Whether you're planning to file for Social Security in the coming year or at some point down the road, it helps to understand the ins and outs of the program so you can make the most of your benefits. Here are a few key tips that'll help you do just that.

1. Know your full retirement age

Full retirement age isn't the same for everyone; it's a function of the year you were born. Being aware of that age is important, though, because it's when you're entitled to collect your full monthly Social Security benefit. Though you can file for Social Security before full retirement age, doing so could end up shrinking your benefits for life.

Stack of Social Security cards

IMAGE SOURCE: GETTY IMAGES.

Here's what full retirement age looks like:

Year of Birth

Full Retirement Age

1943-1954

66

1955

66 and 2 months

1956

66 and 4 months

1957

66 and 6 months

1958

66 and 8 months

1959

66 and 10 months

1960 or later

67

DATA SOURCE: SOCIAL SECURITY ADMINISTRATION. 

While you do get the option to claim benefits starting at age 62, for the first three years you file ahead of full retirement age, your benefits will go down by 6.67% a year. Beyond that point, you'll lose 5% a year. If you were born in 1960 or later, claiming benefits at 62 means filing five years ahead of full retirement age, and taking a 30% reduction in benefits in the process. As such, it's imperative that you know when you can claim benefits in full to avoid making a critical filing mistake.

2. Understand how your work history determines your benefits

Your Social Security benefits are based on your average monthly wages, indexed for inflation, over your 35 most profitable years in the workforce. If you don't work a full 35 years, you'll have a $0 factored into your benefits equation for each year you're missing an income within those three and a half decades. As such, it could pay to extend your career if you're thinking of retiring at a point when you only have, say, 33 years of work on record.

Even if you do have a 35-year work history, if your annual wages at present are much higher than they were earlier on in your career, it could pay to delay retirement and work longer as well. That way, you can replace some lower-earning years with a higher income to bring your monthly retirement benefit up.
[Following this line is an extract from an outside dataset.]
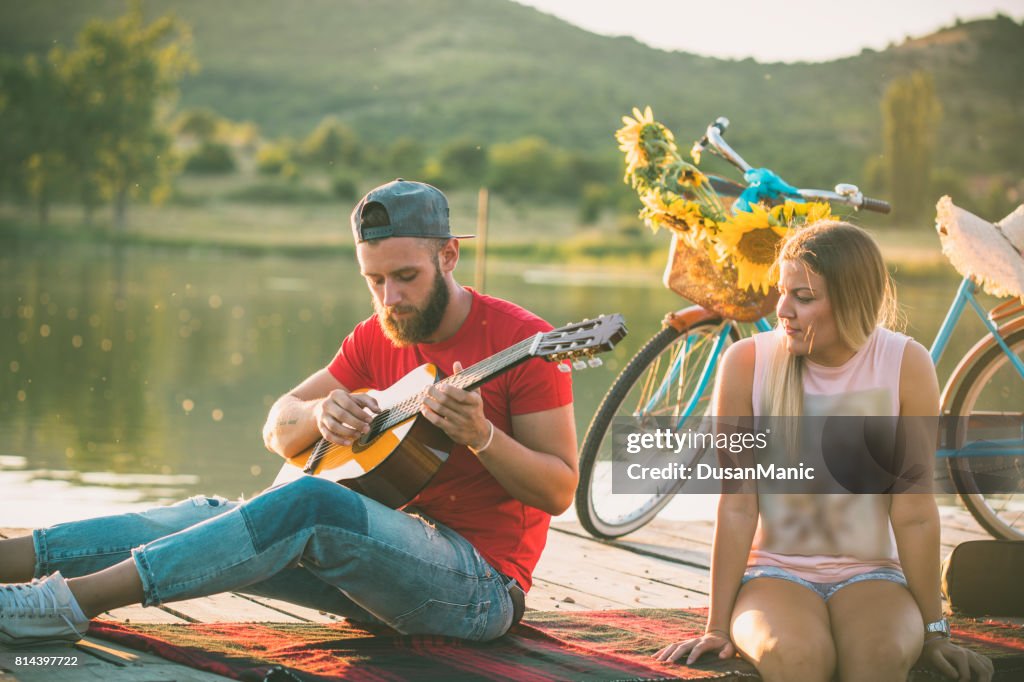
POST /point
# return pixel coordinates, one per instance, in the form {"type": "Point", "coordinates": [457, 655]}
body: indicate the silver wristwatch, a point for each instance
{"type": "Point", "coordinates": [941, 627]}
3. Check your earnings statements annually

The Social Security Administration (SSA) issues all workers an earnings statement each year that summarizes their taxable income. But if the information contained in that statement is wrong, it could hurt your benefits down the line.

As we just learned, Social Security benefits are earnings-based, so if your income for a given year is listed on one of your statements at a lower amount than what it actually was, that reduced figure will get factored into your benefits equation. That's something you don't want to let happen, so instead, check your statements annually and report mistakes to the SSA at once. Keep in mind that unless you're 60 or older, you'll need to access your statements online, as they won't come in the mail.

4. Determine how much you can earn without having benefits withheld

Once you reach full retirement age, you can earn as much money as you'd like without having it affect your Social Security benefits. But if you haven't yet reached full retirement age and decide to work and collect benefits simultaneously, once your income exceeds a threshold known as the earnings test limit, a portion of your benefits will be withheld.

In 2020, you can earn up to $18,240 without it affecting your benefits. Beyond that limit, you'll have $1 in Social Security withheld for every $2 you earn. Notice that this money is being withheld, not taken away -- it gets added back into your benefits once you reach full retirement age. But the reduction in benefits you take by filing early will still remain in effect.

You should also know that if you'll be working and collecting Social Security next year, and are also reaching full retirement age next year, you can earn up to $48,600 without affecting your benefits. Beyond that point, you'll have $1 in Social Security withheld for every $3 you earn.

5. Consider the upside of delaying benefits

Maybe you'll be reaching full retirement age next year. But that doesn't mean you should rush to claim Social Security. For each year you delay benefits past full retirement age, you get to boost them by 8% in the process, up until you turn 70. And that permanent increase could come in quite handy during retirement, particularly if you're nearing that milestone without much in the way of independent savings.

Even if you're not planning to claim benefits in 2020, it pays to keep these tips in mind to maximize your Social Security income. Doing so will help ensure that you have enough money to keep up with your expenses in retirement, and, ideally, enjoy your golden years to the fullest.